What are Employee Satisfaction Survey Best Practices?

May 4, 2017

Employee satisfaction is vital for employee motivation which drives them towards success. Satisfied employees are highly motivated to deliver superior products and services which in turn leads to greater customer satisfaction and spurt in sales. Thus, the importance of conducting periodic Employee Satisfaction Surveys can never be undermined. But it has been seen many times that despite been best of the intention of the human resource department the surveys, results in utter failure. To understand why this happens, as a human resource manager; you should find out what are Employee Satisfaction Survey Best Practices?

According to a study done by Gallup, “Companies with highly engaged workforces outperform their peers by 147% in earnings per share.” But the lop side of this rosy picture is a matter which is fast becoming a headache for the Human Resource managers. In the same survey, Gallup reported: “87% of employees worldwide are not engaged at work.” So even after spending so much on employee surveys and taking huge employee engagement initiatives what are factors which are eating the satisfaction or motivation level of employees worldwide?

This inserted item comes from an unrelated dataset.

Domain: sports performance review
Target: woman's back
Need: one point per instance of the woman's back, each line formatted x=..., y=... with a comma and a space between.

The purpose of Employee Satisfaction Survey:

Employee Satisfaction Survey findings can become a valued management information tool and can be used to identify, simplify and prioritize job roles, monitor the effectiveness of change initiatives, establish performance, and coaching and mentoring objectives for managers, and provide metrics for the “people” quadrant of the balanced scorecard. But before conducting any random employee satisfaction or employee engagement survey, you, as a human resource professional; must understand what the Employee Satisfaction Survey Best Practices are and how to churn out the ROI (Return on Investment) from such surveys.

Employee Satisfaction Survey Best Practices:

1) Establish clear goals and objectives before you conduct any survey: Take time to chalk out the overall goals and objectives of the survey and define the anticipated return on investment. To do this do introspection by asking the question: “What does your company hope to achieve and what could be the desired implications on company performance post survey results are collated and communicated across all levels?

2) Focus on what you really want to measure: There are various triggers behind employee satisfaction, engagement, and motivation. Different employees are satisfied by different triggers and it varies from group to group of employees. There cannot be one size fit all survey.  So as human resource professional you need to conduct specific surveys on the specific department, units, and group of employees. If you plan to conduct a single survey for all employees make sure you keep the measurable factors behind employees’ satisfaction to the bare minimum.

3) Encourage employees to participate: Employee participation are a matter of concern. If there is a sizeable percentage of a dropout in attending the satisfaction survey, the result data fed into analytics would show wrong results. Employees should be encouraged by communicating that the survey responses would be kept confidential. This can be easily done if you employ a third-party HR vendor who conducts the online survey. And additionally, would result in huge cost savings.

4) Communicate results and reports back to employees post survey: Don’t keep the employees blind on survey results. As they have spent time and energy in the survey, communicate one-to-one the survey results even if it would take a considerable amount of time. This would bring transparency throughout the survey process. The employees would find their opinions are valued, and the organization intends to act on the employee satisfaction survey results to bring in positive changes in the organization.